En réalité, on connaît bien le rôle de Pie XII grâce à de nombreux travaux historiques sérieux élaborés par de vrais historiens dans de nombreux pays. On peut citer notamment de Philippe Chenaux, Pie XII, diplomate et pasteur, publié aux Éditions du Cerf en 2003. On connaît plutôt bien l’action de Pie XII durant la guerre, malgré la fermeture officielle des archives, pour deux raisons : d’une part parce que le Vatican lui-même a publié un grand nombre de documents issus de ses archives : 11 volumes publiés entre 1965 et 1981 ; d’autre part du fait de l’ouverture des archives des États belligérants ou neutres qui étaient en relation avec le Saint-Siège, et celles d’organismes internationaux comme la Croix-Rouge Internationale. L’ouverture des archives permettra sans doute de préciser certains points encore méconnus, et de mettre fin aux polémiques inutiles, de clore les rumeurs. On ne peut donc que se réjouir de la décision de François.
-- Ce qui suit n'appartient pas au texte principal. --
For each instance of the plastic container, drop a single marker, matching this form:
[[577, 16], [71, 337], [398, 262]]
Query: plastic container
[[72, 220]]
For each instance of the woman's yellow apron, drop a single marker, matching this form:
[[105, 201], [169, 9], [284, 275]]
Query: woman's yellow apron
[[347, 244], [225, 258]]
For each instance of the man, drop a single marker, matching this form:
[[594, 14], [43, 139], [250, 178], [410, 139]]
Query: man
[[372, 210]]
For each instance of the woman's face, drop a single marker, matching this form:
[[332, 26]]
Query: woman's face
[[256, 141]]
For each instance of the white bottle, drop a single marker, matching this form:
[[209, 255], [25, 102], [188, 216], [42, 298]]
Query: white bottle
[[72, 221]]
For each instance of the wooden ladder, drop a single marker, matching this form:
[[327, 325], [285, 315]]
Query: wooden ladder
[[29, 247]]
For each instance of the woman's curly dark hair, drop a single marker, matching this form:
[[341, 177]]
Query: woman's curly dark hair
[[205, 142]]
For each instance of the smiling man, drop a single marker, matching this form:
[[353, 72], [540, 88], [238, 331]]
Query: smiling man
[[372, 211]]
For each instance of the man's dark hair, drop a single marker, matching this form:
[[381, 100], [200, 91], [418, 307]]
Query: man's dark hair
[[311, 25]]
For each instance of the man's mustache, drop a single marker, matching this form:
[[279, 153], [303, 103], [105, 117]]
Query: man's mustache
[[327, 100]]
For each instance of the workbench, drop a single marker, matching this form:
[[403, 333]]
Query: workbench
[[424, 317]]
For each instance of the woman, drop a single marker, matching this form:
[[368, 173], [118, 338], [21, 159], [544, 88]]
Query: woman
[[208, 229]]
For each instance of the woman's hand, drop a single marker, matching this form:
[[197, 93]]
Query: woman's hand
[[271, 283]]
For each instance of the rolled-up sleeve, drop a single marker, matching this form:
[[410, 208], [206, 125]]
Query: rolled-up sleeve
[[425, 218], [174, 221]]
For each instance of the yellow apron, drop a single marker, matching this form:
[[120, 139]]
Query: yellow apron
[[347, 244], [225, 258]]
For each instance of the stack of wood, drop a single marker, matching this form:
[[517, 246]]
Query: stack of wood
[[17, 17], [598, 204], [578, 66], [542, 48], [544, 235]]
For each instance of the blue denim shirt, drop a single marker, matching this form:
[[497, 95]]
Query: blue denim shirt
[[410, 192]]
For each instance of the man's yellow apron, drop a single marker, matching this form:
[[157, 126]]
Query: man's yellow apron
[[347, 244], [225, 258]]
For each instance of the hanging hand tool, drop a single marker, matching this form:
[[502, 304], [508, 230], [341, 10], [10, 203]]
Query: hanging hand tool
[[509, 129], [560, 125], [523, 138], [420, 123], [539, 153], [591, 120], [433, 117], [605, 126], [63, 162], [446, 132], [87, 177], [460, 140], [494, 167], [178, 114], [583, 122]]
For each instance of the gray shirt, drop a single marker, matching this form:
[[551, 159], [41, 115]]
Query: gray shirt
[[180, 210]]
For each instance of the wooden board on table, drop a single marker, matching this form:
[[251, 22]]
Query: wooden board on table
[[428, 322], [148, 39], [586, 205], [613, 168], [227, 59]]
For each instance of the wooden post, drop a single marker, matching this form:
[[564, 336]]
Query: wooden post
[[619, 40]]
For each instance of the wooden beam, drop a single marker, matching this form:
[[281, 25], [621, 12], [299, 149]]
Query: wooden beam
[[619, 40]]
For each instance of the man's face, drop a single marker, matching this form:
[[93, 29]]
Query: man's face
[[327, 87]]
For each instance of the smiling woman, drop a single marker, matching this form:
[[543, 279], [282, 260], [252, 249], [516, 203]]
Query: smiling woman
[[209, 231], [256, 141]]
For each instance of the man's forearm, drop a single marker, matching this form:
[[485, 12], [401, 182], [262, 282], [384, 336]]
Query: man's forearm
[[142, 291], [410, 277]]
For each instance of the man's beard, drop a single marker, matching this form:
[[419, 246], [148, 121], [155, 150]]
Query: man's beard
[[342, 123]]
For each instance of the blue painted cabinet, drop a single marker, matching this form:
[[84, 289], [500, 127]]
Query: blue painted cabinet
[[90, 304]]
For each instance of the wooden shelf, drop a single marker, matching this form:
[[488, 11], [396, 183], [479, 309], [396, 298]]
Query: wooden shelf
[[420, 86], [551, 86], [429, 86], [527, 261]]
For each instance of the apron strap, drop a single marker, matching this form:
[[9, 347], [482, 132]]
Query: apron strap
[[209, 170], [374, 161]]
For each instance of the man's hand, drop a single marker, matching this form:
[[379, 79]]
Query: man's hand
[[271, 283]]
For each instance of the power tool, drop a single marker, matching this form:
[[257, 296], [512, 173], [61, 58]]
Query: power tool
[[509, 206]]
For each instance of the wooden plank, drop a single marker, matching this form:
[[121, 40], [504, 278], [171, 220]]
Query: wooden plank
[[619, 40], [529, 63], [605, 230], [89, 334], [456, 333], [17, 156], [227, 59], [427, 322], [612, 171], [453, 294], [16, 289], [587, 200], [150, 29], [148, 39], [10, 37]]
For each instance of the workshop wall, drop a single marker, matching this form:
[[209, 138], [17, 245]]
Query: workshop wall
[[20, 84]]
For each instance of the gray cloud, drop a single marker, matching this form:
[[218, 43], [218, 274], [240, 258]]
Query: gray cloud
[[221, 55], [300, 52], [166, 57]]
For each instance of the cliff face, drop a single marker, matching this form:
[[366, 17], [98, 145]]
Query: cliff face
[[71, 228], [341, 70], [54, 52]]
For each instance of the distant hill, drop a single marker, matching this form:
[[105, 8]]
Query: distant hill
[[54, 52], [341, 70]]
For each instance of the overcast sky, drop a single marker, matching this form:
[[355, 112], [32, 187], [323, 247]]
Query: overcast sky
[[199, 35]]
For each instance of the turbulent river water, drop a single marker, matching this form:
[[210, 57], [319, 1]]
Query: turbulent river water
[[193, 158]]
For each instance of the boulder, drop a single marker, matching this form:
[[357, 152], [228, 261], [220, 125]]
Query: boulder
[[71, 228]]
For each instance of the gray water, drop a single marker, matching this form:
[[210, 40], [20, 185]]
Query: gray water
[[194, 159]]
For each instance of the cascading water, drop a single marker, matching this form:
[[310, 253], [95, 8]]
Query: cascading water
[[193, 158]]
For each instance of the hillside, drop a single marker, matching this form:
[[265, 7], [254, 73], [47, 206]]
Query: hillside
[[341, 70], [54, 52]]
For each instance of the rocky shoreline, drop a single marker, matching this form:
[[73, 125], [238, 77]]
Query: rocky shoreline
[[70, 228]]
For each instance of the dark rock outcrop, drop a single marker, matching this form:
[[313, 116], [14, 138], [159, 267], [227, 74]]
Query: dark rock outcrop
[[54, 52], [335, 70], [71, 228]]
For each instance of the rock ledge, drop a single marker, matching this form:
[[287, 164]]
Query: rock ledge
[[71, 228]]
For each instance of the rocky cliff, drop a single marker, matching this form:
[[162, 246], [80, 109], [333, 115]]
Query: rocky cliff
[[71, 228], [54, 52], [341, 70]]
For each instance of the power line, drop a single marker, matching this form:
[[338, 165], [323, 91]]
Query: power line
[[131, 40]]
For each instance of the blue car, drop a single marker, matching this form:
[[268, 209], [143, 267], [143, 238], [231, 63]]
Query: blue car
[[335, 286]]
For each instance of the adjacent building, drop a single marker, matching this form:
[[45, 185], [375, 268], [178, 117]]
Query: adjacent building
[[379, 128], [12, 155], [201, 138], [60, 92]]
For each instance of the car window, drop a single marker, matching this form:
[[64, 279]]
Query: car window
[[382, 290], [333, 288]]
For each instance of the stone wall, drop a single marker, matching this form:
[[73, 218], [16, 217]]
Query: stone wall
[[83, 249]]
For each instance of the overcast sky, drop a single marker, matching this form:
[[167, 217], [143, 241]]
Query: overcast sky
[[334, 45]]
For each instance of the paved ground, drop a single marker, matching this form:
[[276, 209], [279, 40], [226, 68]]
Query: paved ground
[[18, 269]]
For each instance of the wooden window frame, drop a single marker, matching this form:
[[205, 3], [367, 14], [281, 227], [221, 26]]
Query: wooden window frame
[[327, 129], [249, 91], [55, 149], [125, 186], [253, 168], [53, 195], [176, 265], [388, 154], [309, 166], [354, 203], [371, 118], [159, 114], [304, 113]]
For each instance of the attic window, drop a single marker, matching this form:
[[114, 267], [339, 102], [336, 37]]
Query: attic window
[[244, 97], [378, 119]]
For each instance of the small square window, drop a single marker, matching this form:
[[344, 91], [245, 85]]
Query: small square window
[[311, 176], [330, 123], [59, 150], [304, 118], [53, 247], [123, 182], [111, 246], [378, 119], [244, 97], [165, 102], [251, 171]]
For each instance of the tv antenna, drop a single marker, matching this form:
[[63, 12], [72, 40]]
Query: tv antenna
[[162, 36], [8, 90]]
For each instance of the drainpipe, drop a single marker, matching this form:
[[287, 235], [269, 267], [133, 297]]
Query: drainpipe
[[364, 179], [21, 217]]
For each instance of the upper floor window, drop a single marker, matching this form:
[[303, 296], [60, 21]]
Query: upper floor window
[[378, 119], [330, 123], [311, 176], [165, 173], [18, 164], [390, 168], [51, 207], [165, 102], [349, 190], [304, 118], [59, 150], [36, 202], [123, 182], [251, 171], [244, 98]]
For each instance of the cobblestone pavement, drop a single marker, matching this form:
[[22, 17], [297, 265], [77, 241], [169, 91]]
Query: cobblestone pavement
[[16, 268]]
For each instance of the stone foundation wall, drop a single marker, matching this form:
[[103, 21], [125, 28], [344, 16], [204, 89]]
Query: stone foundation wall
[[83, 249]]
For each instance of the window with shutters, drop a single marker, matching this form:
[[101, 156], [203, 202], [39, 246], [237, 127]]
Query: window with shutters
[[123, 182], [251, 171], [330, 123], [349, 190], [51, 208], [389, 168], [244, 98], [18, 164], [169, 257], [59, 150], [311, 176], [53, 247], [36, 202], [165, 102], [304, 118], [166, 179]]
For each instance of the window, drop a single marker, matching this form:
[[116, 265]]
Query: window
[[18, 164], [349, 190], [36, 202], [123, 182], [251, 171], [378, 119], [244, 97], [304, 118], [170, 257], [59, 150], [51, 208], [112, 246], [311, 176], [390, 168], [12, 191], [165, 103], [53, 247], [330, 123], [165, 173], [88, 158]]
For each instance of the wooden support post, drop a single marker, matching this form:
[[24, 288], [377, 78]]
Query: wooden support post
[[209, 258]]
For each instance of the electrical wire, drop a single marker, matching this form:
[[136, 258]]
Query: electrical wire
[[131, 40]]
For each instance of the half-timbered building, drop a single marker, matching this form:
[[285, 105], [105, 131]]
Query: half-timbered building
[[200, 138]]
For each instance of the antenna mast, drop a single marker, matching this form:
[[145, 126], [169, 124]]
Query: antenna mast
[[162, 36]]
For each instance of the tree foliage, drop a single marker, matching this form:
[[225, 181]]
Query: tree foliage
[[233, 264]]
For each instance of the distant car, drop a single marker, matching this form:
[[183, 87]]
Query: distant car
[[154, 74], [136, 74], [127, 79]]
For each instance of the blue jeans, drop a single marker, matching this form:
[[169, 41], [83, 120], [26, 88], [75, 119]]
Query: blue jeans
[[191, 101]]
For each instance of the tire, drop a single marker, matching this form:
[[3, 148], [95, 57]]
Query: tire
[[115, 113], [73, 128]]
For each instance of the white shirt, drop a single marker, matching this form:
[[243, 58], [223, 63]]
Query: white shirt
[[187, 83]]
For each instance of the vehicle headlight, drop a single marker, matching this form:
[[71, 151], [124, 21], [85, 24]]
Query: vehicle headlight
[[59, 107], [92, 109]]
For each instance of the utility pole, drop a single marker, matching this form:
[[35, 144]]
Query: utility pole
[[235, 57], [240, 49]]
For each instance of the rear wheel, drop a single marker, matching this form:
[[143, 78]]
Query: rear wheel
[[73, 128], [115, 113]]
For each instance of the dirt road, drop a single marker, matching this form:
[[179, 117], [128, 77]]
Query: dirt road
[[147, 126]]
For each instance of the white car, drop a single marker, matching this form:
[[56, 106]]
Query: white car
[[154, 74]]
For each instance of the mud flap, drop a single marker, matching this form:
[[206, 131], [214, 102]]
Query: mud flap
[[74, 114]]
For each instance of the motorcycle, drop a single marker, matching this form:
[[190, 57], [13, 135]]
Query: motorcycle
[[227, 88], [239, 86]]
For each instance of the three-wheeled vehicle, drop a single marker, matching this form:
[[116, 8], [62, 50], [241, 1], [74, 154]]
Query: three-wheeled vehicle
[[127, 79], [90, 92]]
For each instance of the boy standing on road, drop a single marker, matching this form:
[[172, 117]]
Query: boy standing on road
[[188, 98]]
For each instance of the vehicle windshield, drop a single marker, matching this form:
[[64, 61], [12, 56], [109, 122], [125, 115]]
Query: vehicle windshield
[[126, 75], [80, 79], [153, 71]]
Cette ouverture permettra surtout de mieux connaître les années 1945-1958 de ce pontificat : le magistère pontifical, ses aspects doctrinaux, ses encycliques, la proclamation du dogme de l’Assomption en 1950, ou encore la réflexion sur un futur concile œcuménique (qui sera convoqué par le successeur de Pie XII, Jean XXIII en 1959), le rôle international du Saint-Siège alors que monte l’aspiration à l’indépendance des peuples colonisés dans un climat de tension permanente Est-Ouest, et qu’une Europe nouvelle se construit. Un énorme travail attend les historiens, avec cet objectif que leur indiquait dès 1883 le pape Léon XIII qui avait voulu le premier ouvrir les archives vaticanes à la recherche historique : « Les hommes documentés et compétents en ces matières, doivent se consacrer avec conviction à écrire des textes d’histoire avec l’objectif précis de faire apparaître ce qui est authentiquement vrai et de réfuter les injures criminelles qui depuis trop longtemps ont été accumulées contre les Pontifes romains. A la narration sommaire, que l’on oppose la peine de l’enquête et la réflexion ; à la témérité des affirmations, la prudence du jugement ; à la légèreté des préjugés, le choix approfondi des faits. Que de toute force, soient réfutées toutes les faussetés et les inventions, en s’appuyant sur les sources des événements. » François ne dit pas autre chose : « La recherche sérieuse et objective saura évaluer dans leur juste lumière, avec une critique appropriée, les moments d’exaltation de ce pape et sans doute aussi les moments de graves difficultés ».